Rabu, 02 April 2014

Supreme Court Kills a Limit on Big Campaign Donors

The Supreme Court knocked down one of the two main limits on federal campaign contributions, a move that could let more money flow into elections through complicated webs of donations and place greater pressure on enforcing the laws still on the books.

The limits on federal campaign contributions are of two types. One caps how much someone can donate to any given candidate or campaign committee; the other limits how much a donor can give overall in an election cycle. The high court, in a 5-4 ruling (pdf), struck down that second component. Overall caps don’t further the “only one legitimate governmental interest for restricting campaign finances: preventing corruption or its appearance,” wrote Chief Justice John Roberts in the majority ruling.

A donor could nearly max out his or her aggregate limit by giving the individual maximums to nine candidates or committees, Roberts noted, which would prevent the person from making donations in other races and “deny the individual all ability to exercise his expressive and associational rights by contributing to someone who will advocate for his policy preferences.” He asked: Why should giving to nine campaigns be OK while giving to a 10th is deemed illegal?

The four dissenting judges, in an opinion written by Justice Stephen Breyer, disagreed that it was that simple. The ruling creates a “massive loophole” to circumvent the caps on limits to candidates, Breyer wrote, and donors could give to other committees likely to support the same candidate.

Breyer went on to enumerate three different scenarios of how this would work. “Without an aggregate limit, the law will permit a wealthy individual to write a check, over a 2-year election cycle, for $3.6 million—all to benefit his political party and its candidates.” He said the law allows a party and its candidates to set up their committees in a way that would “shift most of Rich Donor’s contributions to a single candidate.” In the appendix, Breyer provided a table showing how this would shake out:

He also sketches out a way donors could use PACs to channel money to candidates.

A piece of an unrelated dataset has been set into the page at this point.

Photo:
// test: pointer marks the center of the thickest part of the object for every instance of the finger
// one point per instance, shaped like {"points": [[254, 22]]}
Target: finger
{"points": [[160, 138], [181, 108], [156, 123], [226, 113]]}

Groups of party supporters—individuals, corporations, or trade unions—create 200 PACs. Each PAC claims it will use the funds it raises to support several candidates in the party, though it will favor those who are most endangered. … Over a two-year election cycle, Rich Donor No. 1 gives $10,000 to each PAC ($5,000 per year), yielding $2 million total. Rich Donor No. 2 does the same. So, too, do the other eight Rich Donors. Each PAC will have collected $100,000, and each can use its money to write 10 checks of $10,000—to each of the 10 most Embattled Candidates in the party. … The recipient candidates may not know which of the 10 Rich Donors is personally responsible for the $2 million he or she receives. But the recipient candidate is highly likely to know who the 10 Rich Donors are and to feel appropriately grateful.

Chief Justice Roberts said a donation to a PAC will be “significantly diluted by all the contributions from others to the same PACs” and therefore will not be a corruption risk. He also found that examples of setting up numerous committees were either “implausible” or already illegal under other laws that prohibit coordination and earmarking among committees. He went on to say that Congress and the Federal Election Commission had ways to further curtail the ties between committees and candidates, such as restricting transfers between groups.

If existing or future laws are designed to keep that crossover in check, it’s up to enforcement to give provide rules to ensure the lines aren’t crossed. As I wrote recently, uncovering potentially illegal donations is no easy task. An investigation in Utah by experts with subpoena power spent $4 million and months of work to untangle a web of donations in just a single statewide race. After today’s Supreme Court ruling, the limits on influence will be even more dependent on the increasingly remote chance of getting caught.